Introduction
Inspired by this 2016 Marshall Project article and Youth First Initiative report about the eighty remaining youth prisons in the United States, I wanted to look more closely at the geographic connection between schools, incarceration, and county population demographics in my home state of Arizona. There are many more incarceration facilities for youth in the United States; the eighty featured are at least one hundred years old and fit more of a traditional prison structure. The non-profit and non-partisan Prison Policy Initiative’s report on Arizona demonstrated an increase in both prison and jail populations in Arizona from 1978 to 2015, driven largely by increases in pre-trial incarceration. This is against a more recent national trend. However, Arizona’s prisons reflect the same racial imbalance describe by the Youth First Initiative, with overrepresentation of black, Native, and latino populations. I wanted to place Arizona prisons, schools, and other insitutions on an interactive map that would allow a user to both see broader institution clusters, zoom in on particular regions, and get details about each institution.
Inspiration
The Youth First Initiative located the eighty oldest youth prisons in the United States on an interactive map that offered greater detail about each prison population and human rights violations when a marker is clicked.

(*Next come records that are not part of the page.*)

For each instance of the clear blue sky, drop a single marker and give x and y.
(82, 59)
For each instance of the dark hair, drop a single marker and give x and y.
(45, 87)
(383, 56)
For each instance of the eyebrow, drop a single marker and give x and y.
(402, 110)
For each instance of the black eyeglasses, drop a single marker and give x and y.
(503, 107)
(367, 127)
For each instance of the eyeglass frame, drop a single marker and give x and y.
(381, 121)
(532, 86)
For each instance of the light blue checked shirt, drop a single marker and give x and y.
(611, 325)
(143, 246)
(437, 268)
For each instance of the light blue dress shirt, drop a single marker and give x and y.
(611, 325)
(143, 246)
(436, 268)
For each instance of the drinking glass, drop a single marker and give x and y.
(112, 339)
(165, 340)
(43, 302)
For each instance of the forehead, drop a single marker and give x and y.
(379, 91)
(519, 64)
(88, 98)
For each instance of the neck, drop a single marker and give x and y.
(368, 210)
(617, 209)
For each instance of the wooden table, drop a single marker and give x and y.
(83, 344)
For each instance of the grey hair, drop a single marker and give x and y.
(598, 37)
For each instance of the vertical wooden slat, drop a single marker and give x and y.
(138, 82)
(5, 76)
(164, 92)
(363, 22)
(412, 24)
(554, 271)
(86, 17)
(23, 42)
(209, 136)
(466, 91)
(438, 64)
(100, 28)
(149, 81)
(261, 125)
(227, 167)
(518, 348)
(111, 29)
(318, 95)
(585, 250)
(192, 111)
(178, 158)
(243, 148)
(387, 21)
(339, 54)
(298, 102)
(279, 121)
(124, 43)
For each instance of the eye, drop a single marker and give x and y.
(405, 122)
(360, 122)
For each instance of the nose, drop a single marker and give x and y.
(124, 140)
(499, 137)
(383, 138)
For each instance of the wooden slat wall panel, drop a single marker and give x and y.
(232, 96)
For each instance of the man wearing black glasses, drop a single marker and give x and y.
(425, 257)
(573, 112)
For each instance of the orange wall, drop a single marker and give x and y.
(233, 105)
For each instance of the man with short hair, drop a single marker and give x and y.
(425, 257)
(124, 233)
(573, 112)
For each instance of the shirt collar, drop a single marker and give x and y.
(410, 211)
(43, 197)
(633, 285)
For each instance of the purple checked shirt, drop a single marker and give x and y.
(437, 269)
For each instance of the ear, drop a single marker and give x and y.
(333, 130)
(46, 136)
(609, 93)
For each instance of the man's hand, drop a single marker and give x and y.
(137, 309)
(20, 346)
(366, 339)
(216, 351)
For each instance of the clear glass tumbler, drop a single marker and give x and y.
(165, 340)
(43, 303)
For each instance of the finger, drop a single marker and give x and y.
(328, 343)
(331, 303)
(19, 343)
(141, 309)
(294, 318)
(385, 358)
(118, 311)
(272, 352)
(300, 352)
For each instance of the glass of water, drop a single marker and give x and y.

The Arizona youth prison looked like this in the closer inspection:
I liked the use of a broad overview with specific details and the use of google street view and descriptive data that highlighted the serious impact of youth prisons.
The Washington Post published an article showing the number of incarcerated people per US county. Simple and clear the map allowed the author to discuss differences in prisoner placement between states by breaking the data down by county. The map would have benefitted from interactivity, at least the ability to zoom, to deal with the typical differences in scale between US coasts.
The University of California put California schools and adult and juvenile prisons on a map together and made a dashboard showing prison and school populations in the state.
This is the kind of dashboard that I think I would work best with the data I found; however, I wanted to work with the multiple layers in CartoDB for this project. I liked the clear colors and layout of this visualization.
Materials
For this visualization I used 2016 shapefiles of Arizona prisons from AZGEO Open Data and Homeland Infrastructure Foundation-Level Data (HIFLD). I also used 2016 public school, university, daycare, places of worship, mobile home parks, and day care center locations for the whole country from the same sources. I struggled to decide between showing county or census-tract level population data; as a consequence of searching for both and shapefiles for the two I ran out of time to work with broader population data. However, I used 2012 shapefiles of Arizona counties from the US Census bureau to give a better regional sense of the map.
Methods
I imported the data sets directly into CartoDB. Because they were already fairly clean, I did not need to do any cleaning of the data ahead of time. Once in CartoDB I assigned formats to the different data elements like date, number, or text. I decided to remove mobile home parks and places of worship from the map to unclutter the results.
I then colored and added labels to all of the remaining elements. I chose red for the prisons and labelled them with population numbers, security level, name, and capacity. It is possible that the color red has too many negative connotations and could affect viewers’ attitudes, but the color helped to locate the shapes on the map, especially against the much more prominent points assigned by Carto to the other data. I chose light green for public schools, dark green for universities, and yellow for daycare centers.
I then added name labels for all of the prisons to counteract their invisibility at a higher zoom and added a widget to filter on name of the prison.
Results
The resulting map had promise but also many flaws. It proved to be more of a sandbox experiment with different ways of comparing many different institutions and making their geographical relationship evident.
You can see the full interactive map here.
The broader view does not clearly show where the prisons are located, but does show clusters of schools especially. At this zoom level the number of public schools overcrowds the other institutions and the clustering seems to be based on population centers. This is where a choropleth layer of population by census region would have been helpful to contrast institutional clusters with populations.
At a closer zoom and with the pop up labels, you can more clearly see some of the ways that prisons in the small town of Florence (a high prison-density area between and to the East of the two largest cities Tucson and Phoenix) have encouraged the clustering of day care centers public schools. The latter implies the existence of youth prison populations, which is then made evident with the label feature.
In the more populous Phoenix metro area, the map shows how local jails are slightly removed from schools and daycares, except for the specific institutions that serve their youth inmates.
While the school serving the juvenile detention center has an enrollment of 82, the dention center has a capacity of over 200. Unfortunately, the actual capacity data was missing from this data set, making the actual population versus enrollment impossible to determine in this case.
Future Directions
In future I think that there is a lot that could be done with this and more data. I think that a dashboard like the University of California one would work well for this Arizona data. However, I would like to have even more of an emphasis on the map, showing more detailed depictions of population numbers surrounding prisons through a choropleth map layer. I would also indicate prisons with single points instead of using shapefiles for visibility, or see if I could use both.
In future I would also try to select colors that are more appropriate for users with color blindness.